21〔そのとき、〕イエスが舟に乗って再び向こう岸に渡られると、大勢の群衆がそばに集まって来た。イエスは湖のほとりにおられた。22会堂長の一人でヤイロという名の人が来て、イエスを見ると足もとにひれ伏して、23しきりに願った。「わたしの幼い娘が死にそうです。どうか、おいでになって手を置いてやってください。そうすれば、娘は助かり、生きるでしょう。」24そこで、イエスはヤイロと一緒に出かけて行かれた。大勢の群衆も、イエスに従い、押し迫って来た。
 25さて、ここに十二年間も出血の止まらない女がいた。26多くの医者にかかって、ひどく苦しめられ、全財産を使い果たしても何の役にも立たず、ますます悪くなるだけであった。27イエスのことを聞いて、群衆の中に紛れ込み、後ろからイエスの服に触れた。28「この方の服にでも触れればいやしていただける」と思ったからである。29すると、すぐ出血が全く止まって病気がいやされたことを体に感じた。30イエスは、自分の内から力が出て行ったことに気づいて、群衆の中で振り返り、
「わたしの服に触れたのはだれか」
と言われた。31そこで、弟子たちは言った。「群衆があなたに押し迫っているのがお分かりでしょう。それなのに、『だれがわたしに触れたのか』とおっしゃるのですか。」32しかし、イエスは、触れた者を見つけようと、辺りを見回しておられた。33女は自分の身に起こったことを知って恐ろしくなり、震えながら進み出てひれ伏し、すべてをありのまま話した。34イエスは言われた。

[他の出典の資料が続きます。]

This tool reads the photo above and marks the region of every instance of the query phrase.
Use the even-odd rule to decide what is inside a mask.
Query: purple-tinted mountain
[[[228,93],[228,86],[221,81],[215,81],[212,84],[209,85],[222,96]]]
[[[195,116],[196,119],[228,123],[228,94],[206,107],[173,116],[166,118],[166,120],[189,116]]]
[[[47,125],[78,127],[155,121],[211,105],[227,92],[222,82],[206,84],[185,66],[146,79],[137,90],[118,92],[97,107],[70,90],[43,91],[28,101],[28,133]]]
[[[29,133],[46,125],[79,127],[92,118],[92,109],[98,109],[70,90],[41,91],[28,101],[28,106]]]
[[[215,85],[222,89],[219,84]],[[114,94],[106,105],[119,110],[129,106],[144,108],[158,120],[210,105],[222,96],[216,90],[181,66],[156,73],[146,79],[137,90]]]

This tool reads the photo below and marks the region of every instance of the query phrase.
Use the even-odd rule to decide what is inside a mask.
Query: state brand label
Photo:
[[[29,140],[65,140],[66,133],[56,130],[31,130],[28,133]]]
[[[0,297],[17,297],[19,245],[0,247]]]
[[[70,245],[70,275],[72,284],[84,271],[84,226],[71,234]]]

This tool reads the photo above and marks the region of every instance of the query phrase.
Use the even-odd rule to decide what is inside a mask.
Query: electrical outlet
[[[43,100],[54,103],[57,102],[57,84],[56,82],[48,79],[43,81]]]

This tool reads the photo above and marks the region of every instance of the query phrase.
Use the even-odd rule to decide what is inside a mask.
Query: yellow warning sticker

「娘よ、あなたの信仰があなたを救った。安心して行きなさい。もうその病気にかからず、元気に暮らしなさい。」
35イエスがまだ話しておられるときに、会堂長の家から人々が来て言った。「お嬢さんは亡くなりました。もう、先生を煩わすには及ばないでしょう。」36イエスはその話をそばで聞いて、
「恐れることはない。ただ信じなさい」
と会堂長に言われた。37そして、ペトロ、ヤコブ、またヤコブの兄弟ヨハネのほかは、だれもついて来ることをお許しにならなかった。38一行は会堂長の家に着いた。イエスは人々が大声で泣きわめいて騒いでいるのを見て、39家の中に入り、人々に言われた。
「なぜ、泣き騒ぐのか。子供は死んだのではない。眠っているのだ。」
40人々はイエスをあざ笑った。しかし、イエスは皆を外に出し、子供の両親と三人の弟子だけを連れて、子供のいる所へ入って行かれた。41そして、子供の手を取って、
「タリタ、クム」
と言われた。これは、「少女よ、わたしはあなたに言う。起きなさい」という意味である。42少女はすぐに起き上がって、歩きだした。もう十二歳になっていたからである。それを見るや、人々は驚きのあまり我を忘れた。43イエスはこのことをだれにも知らせないようにと厳しく命じ、また、食べ物を少女に与えるようにと言われた。